Why do you need to wait for someone to repackage FF for you before you install it? Just go get it if you run Arch BTW, but you know the overwhelming majority of ArchBros really only know how to install it through Pacman.
What‘s wrong with installing software from a package manager when the package I need is on there and has a decently up to date version?
If its not on there I can still build from source.
When I‘m in a situation where I just need a specific lib or cli tool or whatever and don‘t have time to potentially debug a niche compile error, installing from a package manager is more convenient and saves time.
Regardless of whose fault it is, it's unacceptable that half the people with a discrete GPU have nigh incompatible hardware. It's more akin to using snow tires breaking your car than a jet engine.

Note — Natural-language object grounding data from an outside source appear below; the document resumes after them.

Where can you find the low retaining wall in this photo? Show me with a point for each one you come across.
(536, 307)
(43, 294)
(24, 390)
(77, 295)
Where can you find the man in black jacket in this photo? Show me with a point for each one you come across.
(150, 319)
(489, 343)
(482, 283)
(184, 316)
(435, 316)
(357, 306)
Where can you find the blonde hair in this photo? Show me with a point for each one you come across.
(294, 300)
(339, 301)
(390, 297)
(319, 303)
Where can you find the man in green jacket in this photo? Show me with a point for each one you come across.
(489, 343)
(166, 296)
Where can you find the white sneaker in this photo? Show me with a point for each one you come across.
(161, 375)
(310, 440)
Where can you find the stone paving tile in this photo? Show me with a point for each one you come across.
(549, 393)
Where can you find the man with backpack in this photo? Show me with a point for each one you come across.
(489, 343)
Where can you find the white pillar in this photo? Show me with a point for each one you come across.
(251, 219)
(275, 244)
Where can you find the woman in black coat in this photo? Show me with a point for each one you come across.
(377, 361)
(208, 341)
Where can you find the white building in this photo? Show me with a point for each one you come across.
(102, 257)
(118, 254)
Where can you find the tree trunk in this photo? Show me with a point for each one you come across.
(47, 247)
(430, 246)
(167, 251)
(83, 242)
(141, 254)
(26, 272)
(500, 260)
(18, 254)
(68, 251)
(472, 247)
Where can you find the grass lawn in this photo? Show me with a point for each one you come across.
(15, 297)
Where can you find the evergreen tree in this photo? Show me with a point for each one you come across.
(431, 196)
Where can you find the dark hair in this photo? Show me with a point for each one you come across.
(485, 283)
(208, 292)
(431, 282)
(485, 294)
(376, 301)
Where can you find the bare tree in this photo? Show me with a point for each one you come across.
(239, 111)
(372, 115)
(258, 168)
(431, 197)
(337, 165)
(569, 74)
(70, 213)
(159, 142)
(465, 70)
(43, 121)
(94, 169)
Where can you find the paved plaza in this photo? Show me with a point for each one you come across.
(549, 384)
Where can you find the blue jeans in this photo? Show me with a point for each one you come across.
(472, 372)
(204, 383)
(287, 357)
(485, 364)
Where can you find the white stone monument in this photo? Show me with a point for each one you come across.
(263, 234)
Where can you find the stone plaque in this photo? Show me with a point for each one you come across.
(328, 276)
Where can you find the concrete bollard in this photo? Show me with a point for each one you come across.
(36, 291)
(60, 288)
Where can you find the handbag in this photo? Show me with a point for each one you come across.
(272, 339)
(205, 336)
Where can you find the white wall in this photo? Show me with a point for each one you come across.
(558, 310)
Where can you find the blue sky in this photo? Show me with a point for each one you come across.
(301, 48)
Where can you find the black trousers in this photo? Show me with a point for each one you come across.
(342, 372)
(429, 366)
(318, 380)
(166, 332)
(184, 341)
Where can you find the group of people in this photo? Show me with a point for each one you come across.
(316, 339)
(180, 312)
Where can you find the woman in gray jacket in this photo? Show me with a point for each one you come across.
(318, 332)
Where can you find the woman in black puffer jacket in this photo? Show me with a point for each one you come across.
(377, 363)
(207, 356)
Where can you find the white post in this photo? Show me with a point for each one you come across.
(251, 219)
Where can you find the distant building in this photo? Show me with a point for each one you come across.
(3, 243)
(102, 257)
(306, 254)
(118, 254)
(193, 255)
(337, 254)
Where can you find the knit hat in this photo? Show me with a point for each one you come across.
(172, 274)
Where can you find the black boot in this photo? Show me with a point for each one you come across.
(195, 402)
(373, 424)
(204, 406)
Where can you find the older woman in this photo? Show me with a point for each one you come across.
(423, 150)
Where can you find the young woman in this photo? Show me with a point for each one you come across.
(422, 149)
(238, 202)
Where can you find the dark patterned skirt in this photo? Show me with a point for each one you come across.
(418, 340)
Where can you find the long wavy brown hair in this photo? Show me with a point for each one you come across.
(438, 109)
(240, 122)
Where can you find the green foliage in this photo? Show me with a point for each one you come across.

Not just that, but ever since F32 every single fricking update managed to either break something completely or made some part of the OS too unstable for daily use. Bluetooth issues, crashing display server, system hanging on suspend, broken bootloader on some Secure Boot sysems (handover from EUFI to bootloader no longer happening) therefore rendering the system completely unable to boot.. Just some issues I ran into when using Fedora as my daily driver for well over a year.
Fedora is great when it works, but always keep in mind that having a bleeding edge system comes at the cost of stability.
That was my experience ten years ago : mobile Geforce 660 with "Optimus", two flavours of drivers, of which none worked reliably. I remember fiddling with Nouveau & Bumblebee for hours.
I should try another, more stable distro on my desktop, but I rely a lot on some Windows-only programs.
I keep reading this, but I haven't had any issues at all over the past year with Fedora KDE and proprietary Nvidia drivers installed via flatpak. Is it more of a problem when installed via dnf?
Just works is definitely something Linux should strive for, but at least in my experience and in experience of my friends, "just works" has always been a poor experience.
What I'm talking about is how you install a just works distro like mint or garuda, and then some package refuses to work or maybe hardware such as a sound card or multi monitor setup, so you gotta go troubleshooting, which isn't very "just works". What's worse is that some of the issues aren't talked about/documented, so you pretty much have to rely on making a post and wait for potentially hours for a response to get help. It's also very hard to troubleshoot the system by yourself if you don't have experience, as you don't really know what's running under the hood as in what came prepackaged by the distro.
Complaining that something works or that people prefer things that work is a very backasswards critique and deepens the presumed stereotype that home Linux users are just nerds who only like to tinker (which is just partially true).